The big question of the Ukrainian conflict is: what do we want? Peace in Ukraine or teaching Putin a lesson? In the latter case the demands on Russia and the rebels will be much stronger and the preparedness to make concession much weaker.
All sign are that the US wants the latter. Russia is not respecting the rules of the post-Cold War world as the West - and specially the US - understands them. And implementing the logical solutions in Ukraine would mean accepting this Russian behavior. Russia interfering with a treaty between the EU and Ukraine, Russia occupying and annexing Crimea, Russia supporting an uprising in East Ukraine, Russia demanding that Ukraine doesn't become a NATO member: it is all unacceptable. It doesn't matter that the US tends to do similar things. It doesn't matter that Russia is reacting to a US sponsored "coup" (as they see it) in Kiev. It doesn't matter whether Russia's complaints about the authoritarian nature of the government in Kiev are true. For much of the Russian population these are circumstances that justify its policies in Ukraine. But many in the West see only an interference that they consider unacceptable. As a consequence we see in response Western policies that don't take the local circumstances in Ukraine in account but make it a kind of principle that what Russia does is wrong.
A good illustration is when General Breedlove talks about his reasons for wanting to arm Ukraine. He acknowledges that the government can't win no matter how many arms it would receive. "But", he says "we must try to raise the price on the battlefield for Putin to slow this whole problem down so sanctions and other measures have time to work". Freely translated this means that Breedlove is prepared to sacrifice many thousands of Ukrainians at a time when opinion polls show that 70% of the population wants to stop the war. His expectation that in the end Putin will give in under the pressure of sanctions is controversial. In the likely case that he doesn't thousands will have died in vain. The only people benefitting will be some hardliners who can claim that they have done all they could to rein in Russia.
The logical solution for the Ukrainian problem is autonomy for Donbass. Even before the conflict started there were demands for autonomy from both the Eastern and Western ends of Ukraine. It was also part of the Minsk agreement in September and the Ukrainian parliament adopted then a law to implement it. Unfortunately Ukraine's government blocked the law, claiming that it would create yet another Russian supported enclave like South-Ossetia, Abkhazia and Transdniester. That claim is not very credible: unlike those areas Donbass is not ethnically different from the rest of the country. Ukraine is just a very big country where the Western extreme of the country has grabbed the power at the moment and the Eastern extreme doesn't agree. Given time they will find a solution to live together again when power returns to the center.

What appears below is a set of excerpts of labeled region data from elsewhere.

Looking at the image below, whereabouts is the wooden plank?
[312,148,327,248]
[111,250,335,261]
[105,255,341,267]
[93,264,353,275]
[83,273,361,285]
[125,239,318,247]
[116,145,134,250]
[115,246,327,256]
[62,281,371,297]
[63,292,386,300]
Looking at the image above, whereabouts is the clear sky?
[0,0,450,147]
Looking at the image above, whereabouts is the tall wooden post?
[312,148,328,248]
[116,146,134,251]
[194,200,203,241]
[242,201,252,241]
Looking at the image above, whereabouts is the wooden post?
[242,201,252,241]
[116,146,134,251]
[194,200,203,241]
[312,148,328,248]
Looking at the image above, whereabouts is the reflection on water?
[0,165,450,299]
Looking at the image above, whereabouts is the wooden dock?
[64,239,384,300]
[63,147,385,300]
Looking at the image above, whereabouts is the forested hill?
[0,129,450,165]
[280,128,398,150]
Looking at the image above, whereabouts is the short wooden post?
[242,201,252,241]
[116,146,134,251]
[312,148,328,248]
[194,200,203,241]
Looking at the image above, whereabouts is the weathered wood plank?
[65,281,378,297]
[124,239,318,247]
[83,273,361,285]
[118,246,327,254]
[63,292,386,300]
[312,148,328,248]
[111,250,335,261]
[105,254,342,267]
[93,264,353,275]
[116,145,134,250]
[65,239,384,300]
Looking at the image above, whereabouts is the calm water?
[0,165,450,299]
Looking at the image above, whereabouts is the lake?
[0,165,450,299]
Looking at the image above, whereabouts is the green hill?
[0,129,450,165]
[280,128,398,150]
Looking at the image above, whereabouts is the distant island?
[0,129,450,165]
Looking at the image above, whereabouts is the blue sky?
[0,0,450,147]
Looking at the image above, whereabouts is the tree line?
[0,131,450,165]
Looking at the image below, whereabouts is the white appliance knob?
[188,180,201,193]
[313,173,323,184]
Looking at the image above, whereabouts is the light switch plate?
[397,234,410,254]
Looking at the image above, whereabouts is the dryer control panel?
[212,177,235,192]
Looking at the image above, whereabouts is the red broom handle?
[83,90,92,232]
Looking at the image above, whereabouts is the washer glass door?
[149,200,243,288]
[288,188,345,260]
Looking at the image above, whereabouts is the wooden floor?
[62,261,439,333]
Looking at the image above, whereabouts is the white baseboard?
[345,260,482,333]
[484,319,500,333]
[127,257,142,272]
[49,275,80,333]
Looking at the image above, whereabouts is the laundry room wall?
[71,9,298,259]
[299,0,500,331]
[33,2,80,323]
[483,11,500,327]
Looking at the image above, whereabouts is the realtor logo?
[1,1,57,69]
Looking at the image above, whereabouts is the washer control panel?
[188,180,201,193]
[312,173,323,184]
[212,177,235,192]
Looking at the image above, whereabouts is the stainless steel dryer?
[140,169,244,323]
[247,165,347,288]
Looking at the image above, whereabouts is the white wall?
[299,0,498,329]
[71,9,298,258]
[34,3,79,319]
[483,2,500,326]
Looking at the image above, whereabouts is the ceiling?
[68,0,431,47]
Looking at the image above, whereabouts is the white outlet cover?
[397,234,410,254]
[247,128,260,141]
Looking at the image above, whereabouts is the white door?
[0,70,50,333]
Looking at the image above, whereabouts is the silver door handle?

But just like the demand of the government that the rebels return the land that they conquered since september the rejection of autonomy is in fact an excuse to say no. The same applies to the rejection of the Russian demand that Ukraine shouldn't become a NATO member. NATO membership was - until people got swept up in the heated rhetoric of the war - unpopular and most Ukrainians would happily give up on it if that could bring peace. The Ukrainian government isn't bothered about any of those points as such. It is aiming to win the war and is just grabbing the most credible sounding excuse to reject any peace initiative. It does so both under pressure of Washington - that sees the conflict in Cold War terms - and as it depends for its power primarily on right extremist militias and oligarchs and not on popular support it is afraid that some kind of recognition for Donbass would shift the balance of power.
The Ukrainian government has tried to turn the argument around by claiming that the rebels don't adhere to the Minsk agreement. They like to point to the clause that gives the government control of the borders. However, you cannot see that clause separate from the rest. The idea of Minsk is a situation where Donbass is an autonomous part of Ukraine. In that context it is logical that Kiev controls the borders. However, the clause does not mean that Kiev has the right to encircle and suffocate Donbass.
Merkel and Hollande have now proposed strong autonomy and a 50-70km demilitarised zone.
This proposal faces the risk to be rejected in the same way as Minsk was. The question is how Russia and the rebels will react. It looks like they see this initiative as the last chance. That if this doesn't work it doesn't make sense to once more conclude a truce that will only enable Kiev to rearm and attack once more. Instead they may launch a full scale attack in the hope that a massive loss of territory will bring Kiev to its senses. Given that the Ukrainian army just suffered a major blow at Debaltsevo that might go rather easy and bring less humanitarian costs than waiting.
Merkel and Hollande are supporters of the Maidan revolution and their sudden interest in peace comes mainly from the fact that Ukraine's army is in serious trouble in Debaltsevo. This raises some doubt whether they are really prepared to accept a peace where Russia and the rebels get some of their demands fulfilled. Their proposal contains basic elements like autonomy, but the devil is the details and those haven't been published. One rumor claims that they have set Putin a deadline and threatened with sanctions. Already one can see in pro-Russian media speculation that they may be cooperating with Obama in a good cop bad cop act.
The big question of the Ukrainian conflict is: what do we want. Peace in Ukraine or teaching Putin a lesson?